Relations between the Palestinian Authority and the rest of the world seem to be headed for a head-on collision. Israel and the rest of the world seem resolved to bring down the elected Palestinian government.
The hidden and not-so-hidden intention is to cause complete chaos in the PA that would then force President Mahmoud Abbas to disband parliament and call new elections.
During the short period since the swearing-in of the Hamas government, the U.S. administration and Congress have cut off commercial, economic and foreign aid ties with Palestine. The European Union has yet to take that step, but there, too, senior officials have refused monetary aid and have broken economic or diplomatic ties with official and semi-official PA institutions, and international aid organizations have quietly begun pulling their workers out of PA areas and halting many joint activities with the PA.

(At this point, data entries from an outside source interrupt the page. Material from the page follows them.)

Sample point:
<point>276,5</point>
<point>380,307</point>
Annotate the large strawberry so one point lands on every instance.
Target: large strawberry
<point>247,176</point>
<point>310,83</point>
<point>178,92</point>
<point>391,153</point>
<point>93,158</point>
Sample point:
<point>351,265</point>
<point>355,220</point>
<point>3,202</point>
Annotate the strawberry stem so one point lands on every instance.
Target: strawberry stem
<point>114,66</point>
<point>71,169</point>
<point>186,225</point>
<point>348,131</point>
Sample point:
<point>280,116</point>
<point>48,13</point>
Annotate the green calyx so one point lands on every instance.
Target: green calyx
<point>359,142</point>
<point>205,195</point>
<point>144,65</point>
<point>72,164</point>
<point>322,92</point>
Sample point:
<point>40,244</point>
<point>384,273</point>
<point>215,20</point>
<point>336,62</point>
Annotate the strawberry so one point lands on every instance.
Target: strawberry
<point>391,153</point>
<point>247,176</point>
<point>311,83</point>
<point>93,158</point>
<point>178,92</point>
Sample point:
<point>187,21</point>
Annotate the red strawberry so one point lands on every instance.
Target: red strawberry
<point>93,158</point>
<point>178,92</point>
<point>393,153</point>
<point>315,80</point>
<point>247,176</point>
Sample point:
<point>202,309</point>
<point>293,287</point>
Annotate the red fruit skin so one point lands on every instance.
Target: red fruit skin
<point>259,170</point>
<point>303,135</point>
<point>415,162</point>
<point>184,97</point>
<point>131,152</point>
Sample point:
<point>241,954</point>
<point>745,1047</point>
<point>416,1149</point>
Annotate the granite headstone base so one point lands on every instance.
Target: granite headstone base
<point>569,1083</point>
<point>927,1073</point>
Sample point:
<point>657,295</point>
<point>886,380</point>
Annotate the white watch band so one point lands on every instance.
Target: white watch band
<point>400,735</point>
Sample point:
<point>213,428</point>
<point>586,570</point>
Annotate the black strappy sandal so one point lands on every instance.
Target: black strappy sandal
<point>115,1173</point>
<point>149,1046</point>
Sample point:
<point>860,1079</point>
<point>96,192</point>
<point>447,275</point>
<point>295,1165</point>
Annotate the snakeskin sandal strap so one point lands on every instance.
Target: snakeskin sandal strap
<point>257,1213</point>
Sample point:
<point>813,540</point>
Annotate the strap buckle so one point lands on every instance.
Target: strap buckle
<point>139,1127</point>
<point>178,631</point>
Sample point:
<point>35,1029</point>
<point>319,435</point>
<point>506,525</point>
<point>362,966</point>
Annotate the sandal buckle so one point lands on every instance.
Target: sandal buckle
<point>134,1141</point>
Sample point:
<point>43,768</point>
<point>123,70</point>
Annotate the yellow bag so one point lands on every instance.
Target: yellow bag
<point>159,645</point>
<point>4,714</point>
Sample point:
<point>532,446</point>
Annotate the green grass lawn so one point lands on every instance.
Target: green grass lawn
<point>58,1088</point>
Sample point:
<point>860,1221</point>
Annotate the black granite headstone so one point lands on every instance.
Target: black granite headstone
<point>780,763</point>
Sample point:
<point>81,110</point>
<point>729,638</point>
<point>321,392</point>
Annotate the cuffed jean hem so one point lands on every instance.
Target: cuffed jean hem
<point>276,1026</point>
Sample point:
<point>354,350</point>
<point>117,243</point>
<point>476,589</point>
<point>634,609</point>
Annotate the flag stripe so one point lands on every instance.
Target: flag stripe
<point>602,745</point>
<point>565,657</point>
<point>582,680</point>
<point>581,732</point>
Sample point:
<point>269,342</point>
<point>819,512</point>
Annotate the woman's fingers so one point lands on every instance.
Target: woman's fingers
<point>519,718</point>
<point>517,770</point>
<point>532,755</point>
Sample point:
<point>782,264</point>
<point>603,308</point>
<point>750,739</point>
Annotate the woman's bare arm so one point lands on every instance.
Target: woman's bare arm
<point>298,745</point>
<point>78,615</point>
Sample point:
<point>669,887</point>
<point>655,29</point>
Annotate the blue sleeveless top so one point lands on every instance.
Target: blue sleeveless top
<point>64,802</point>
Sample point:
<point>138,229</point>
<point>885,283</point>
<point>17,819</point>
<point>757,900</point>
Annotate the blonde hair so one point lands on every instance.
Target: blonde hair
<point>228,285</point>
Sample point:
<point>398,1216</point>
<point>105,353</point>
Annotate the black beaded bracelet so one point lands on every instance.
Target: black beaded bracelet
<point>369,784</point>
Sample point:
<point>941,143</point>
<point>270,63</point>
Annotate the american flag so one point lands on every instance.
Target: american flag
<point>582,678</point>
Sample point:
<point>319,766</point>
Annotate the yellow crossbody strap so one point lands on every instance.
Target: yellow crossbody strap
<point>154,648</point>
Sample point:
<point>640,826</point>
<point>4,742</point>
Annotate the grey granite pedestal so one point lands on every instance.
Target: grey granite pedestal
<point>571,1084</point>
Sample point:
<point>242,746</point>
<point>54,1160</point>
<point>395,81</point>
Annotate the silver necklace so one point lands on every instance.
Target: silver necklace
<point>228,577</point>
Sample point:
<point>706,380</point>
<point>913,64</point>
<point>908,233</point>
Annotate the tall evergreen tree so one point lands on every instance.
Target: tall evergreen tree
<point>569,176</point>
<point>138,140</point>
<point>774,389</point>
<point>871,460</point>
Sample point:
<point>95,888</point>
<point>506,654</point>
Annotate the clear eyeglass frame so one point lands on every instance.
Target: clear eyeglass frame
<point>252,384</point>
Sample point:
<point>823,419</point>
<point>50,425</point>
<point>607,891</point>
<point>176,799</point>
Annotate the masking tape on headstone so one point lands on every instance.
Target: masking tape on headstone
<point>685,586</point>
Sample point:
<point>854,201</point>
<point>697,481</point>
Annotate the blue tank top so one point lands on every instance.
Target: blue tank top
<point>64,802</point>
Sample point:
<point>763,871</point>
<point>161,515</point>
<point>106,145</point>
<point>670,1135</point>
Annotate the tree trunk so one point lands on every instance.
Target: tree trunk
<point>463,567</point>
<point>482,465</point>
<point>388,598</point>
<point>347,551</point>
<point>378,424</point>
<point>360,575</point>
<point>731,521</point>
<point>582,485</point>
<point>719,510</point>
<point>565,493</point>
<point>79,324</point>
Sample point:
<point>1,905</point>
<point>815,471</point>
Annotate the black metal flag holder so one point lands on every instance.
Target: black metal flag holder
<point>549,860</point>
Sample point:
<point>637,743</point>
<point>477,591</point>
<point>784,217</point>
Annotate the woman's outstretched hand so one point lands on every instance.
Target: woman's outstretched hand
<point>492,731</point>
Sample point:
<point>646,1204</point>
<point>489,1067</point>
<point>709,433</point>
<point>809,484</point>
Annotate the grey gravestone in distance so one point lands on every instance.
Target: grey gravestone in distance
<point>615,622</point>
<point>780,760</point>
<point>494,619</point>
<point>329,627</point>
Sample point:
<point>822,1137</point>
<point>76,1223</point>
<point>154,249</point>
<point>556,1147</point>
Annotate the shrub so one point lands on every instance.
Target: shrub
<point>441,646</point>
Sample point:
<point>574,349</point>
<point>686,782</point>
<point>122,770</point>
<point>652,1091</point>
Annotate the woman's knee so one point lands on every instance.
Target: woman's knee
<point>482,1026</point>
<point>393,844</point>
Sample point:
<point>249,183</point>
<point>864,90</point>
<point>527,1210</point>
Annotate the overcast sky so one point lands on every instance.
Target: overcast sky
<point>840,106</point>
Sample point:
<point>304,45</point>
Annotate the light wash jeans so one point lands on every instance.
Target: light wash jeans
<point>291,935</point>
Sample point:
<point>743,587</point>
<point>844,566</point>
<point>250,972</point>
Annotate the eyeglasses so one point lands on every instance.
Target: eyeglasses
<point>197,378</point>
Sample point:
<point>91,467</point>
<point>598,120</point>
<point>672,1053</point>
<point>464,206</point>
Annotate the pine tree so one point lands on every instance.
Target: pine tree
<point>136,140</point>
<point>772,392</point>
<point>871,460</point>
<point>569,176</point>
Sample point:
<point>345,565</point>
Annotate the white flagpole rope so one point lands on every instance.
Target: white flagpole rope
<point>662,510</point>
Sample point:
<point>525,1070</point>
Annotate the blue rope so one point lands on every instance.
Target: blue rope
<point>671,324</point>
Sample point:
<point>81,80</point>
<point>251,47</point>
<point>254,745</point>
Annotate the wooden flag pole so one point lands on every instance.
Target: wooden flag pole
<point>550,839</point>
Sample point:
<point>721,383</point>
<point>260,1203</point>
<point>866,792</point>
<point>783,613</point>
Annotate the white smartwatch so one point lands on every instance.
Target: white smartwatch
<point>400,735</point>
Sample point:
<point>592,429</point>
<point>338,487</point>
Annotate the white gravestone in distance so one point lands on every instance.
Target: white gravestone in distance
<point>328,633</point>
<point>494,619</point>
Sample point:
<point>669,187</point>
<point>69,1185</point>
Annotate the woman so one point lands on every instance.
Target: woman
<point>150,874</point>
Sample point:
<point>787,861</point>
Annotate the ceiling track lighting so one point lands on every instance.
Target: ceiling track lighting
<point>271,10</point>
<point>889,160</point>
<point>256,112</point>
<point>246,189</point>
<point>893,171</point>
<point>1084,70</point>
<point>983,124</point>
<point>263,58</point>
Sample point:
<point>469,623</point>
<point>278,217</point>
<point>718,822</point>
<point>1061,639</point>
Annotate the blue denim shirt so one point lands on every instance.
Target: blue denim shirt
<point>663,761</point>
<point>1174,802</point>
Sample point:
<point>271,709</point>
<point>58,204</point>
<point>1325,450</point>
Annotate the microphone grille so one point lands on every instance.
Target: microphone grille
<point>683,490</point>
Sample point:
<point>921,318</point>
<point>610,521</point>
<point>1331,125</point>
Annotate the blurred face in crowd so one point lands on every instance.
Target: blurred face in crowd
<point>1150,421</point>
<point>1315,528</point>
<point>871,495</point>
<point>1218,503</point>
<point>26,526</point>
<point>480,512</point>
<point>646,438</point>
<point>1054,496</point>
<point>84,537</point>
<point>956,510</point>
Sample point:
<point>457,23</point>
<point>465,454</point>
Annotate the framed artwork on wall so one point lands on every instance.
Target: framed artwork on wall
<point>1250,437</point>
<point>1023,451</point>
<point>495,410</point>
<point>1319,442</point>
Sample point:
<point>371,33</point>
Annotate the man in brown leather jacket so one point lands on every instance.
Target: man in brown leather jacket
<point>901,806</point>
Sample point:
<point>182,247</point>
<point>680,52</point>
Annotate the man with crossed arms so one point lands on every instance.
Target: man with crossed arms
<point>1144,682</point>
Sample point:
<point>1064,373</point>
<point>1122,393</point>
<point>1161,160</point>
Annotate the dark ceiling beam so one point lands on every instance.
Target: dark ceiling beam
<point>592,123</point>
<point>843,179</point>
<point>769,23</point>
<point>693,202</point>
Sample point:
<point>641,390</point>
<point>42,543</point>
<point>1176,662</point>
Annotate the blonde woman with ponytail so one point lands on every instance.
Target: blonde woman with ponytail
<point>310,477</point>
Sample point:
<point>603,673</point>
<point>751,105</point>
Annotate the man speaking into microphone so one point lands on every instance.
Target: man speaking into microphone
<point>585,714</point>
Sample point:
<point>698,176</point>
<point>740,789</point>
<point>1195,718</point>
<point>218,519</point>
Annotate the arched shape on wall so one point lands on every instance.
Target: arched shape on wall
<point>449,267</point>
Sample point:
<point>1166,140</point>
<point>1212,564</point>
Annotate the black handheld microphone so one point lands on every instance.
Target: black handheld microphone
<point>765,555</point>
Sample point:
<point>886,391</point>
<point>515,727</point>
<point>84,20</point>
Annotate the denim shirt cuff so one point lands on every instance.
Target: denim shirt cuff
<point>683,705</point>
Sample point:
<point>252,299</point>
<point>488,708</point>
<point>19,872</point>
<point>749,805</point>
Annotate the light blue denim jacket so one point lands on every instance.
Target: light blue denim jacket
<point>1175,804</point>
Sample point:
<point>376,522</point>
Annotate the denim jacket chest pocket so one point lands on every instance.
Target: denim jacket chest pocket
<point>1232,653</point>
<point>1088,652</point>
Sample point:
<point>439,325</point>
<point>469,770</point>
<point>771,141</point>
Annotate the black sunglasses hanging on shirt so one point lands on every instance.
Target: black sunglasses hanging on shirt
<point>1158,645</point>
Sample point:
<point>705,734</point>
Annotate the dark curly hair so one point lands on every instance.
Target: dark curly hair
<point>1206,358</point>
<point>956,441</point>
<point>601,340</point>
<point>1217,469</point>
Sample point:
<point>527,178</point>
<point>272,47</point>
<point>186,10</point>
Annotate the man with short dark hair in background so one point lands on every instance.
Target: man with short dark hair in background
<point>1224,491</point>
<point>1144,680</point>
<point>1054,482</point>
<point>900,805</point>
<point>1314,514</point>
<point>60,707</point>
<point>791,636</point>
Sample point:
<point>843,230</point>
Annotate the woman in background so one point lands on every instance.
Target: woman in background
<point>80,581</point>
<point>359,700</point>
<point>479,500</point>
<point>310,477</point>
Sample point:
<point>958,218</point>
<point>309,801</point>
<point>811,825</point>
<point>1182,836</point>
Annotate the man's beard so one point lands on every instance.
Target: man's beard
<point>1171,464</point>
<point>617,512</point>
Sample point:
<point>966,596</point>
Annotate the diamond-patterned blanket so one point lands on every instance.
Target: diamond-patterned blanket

Add to all this another blow: Israeli banks have announced they would stop providing services to Palestinian banks, businessmen and Israeli and foreign companies requiring financial mediation with the Palestinians.
The Israeli banks announced they would cut ties because of laws prohibiting money laundering that could finance terrorism. The large Arab banks, including some that served the Palestinian Authority in the past, "disengaged" from the Palestinians even before the Israeli ones. In this situation, it's not just that the Palestinian treasury is empty. It has no treasury.
At the same time Israel has upped its military pressure on Hamas and expanded the attacks and targeted assassinations (including, but not limited to, in response to the onslaught of Qassam rockets). These attacks are meant not only to prevent the restoration of a severely limited terrorist infrastructure, but also to send a clear message to the new Palestinian administration: From Israel's perspective, Hamas remains a terrorist organization, period.
Nature of Hamas
Hamas, for its part, has responded to the international excommunication exactly like an organization of its ilk would be expected to do: By fogging over its message to the outside world, while refusing to compromise its diplomatic and religious principles domestically.
The organization has refused to use any of broad powers assumed by predecessor Yasser Arafat, and it folks in the face of Hamas, whether out of fear for their personal safety or fear for "Palestinian unity."
Under the camouflage of "unity", there is an Iran-like administration gaining ground in the PA. True, Ramallah is still no little Tehran – but it is on the way. It's got a figurehead president; there is a government whose main function is to employ public workers and to expand an already over inflated public sector.
The real rulers are the security and terror organizations, who themselves are subservient to highly secrete authorities. In Iran, they are called "Revolutionary Guards" and "Modesty Patrols" and violent gangs that the administration nurtures for its own purposes. In the PA they are called "Popular Committees" and "Martyr's Brigades" and the like.
The (polite) refusal of the Hamas leadership to respond to international demands stems from the very nature of that organization, from its world view and intellectual conclusions: Hamas won the elections because of its ideological positions. If it can manage to hold on to power long enough to create a manageable economic reality, get rid of Fatah activists, give out jobs to party supporters and to win a minimum of international and Arab recognition, it will be able to position itself as the sole legitimate representative of the Palestinian people for years to come.
The earlier Israel and the international community work to bring down the Hamas government, the better it will be for everyone. Hamas must not be allowed to function, or even raise its head.
Preventing the Iranization of the Palestinian Authority is not just an Israeli interest. It is an interest of the entire Middle East, and of the entire world. The Hamas revolution will not stop at the border crossings of Gaza and the West Bank.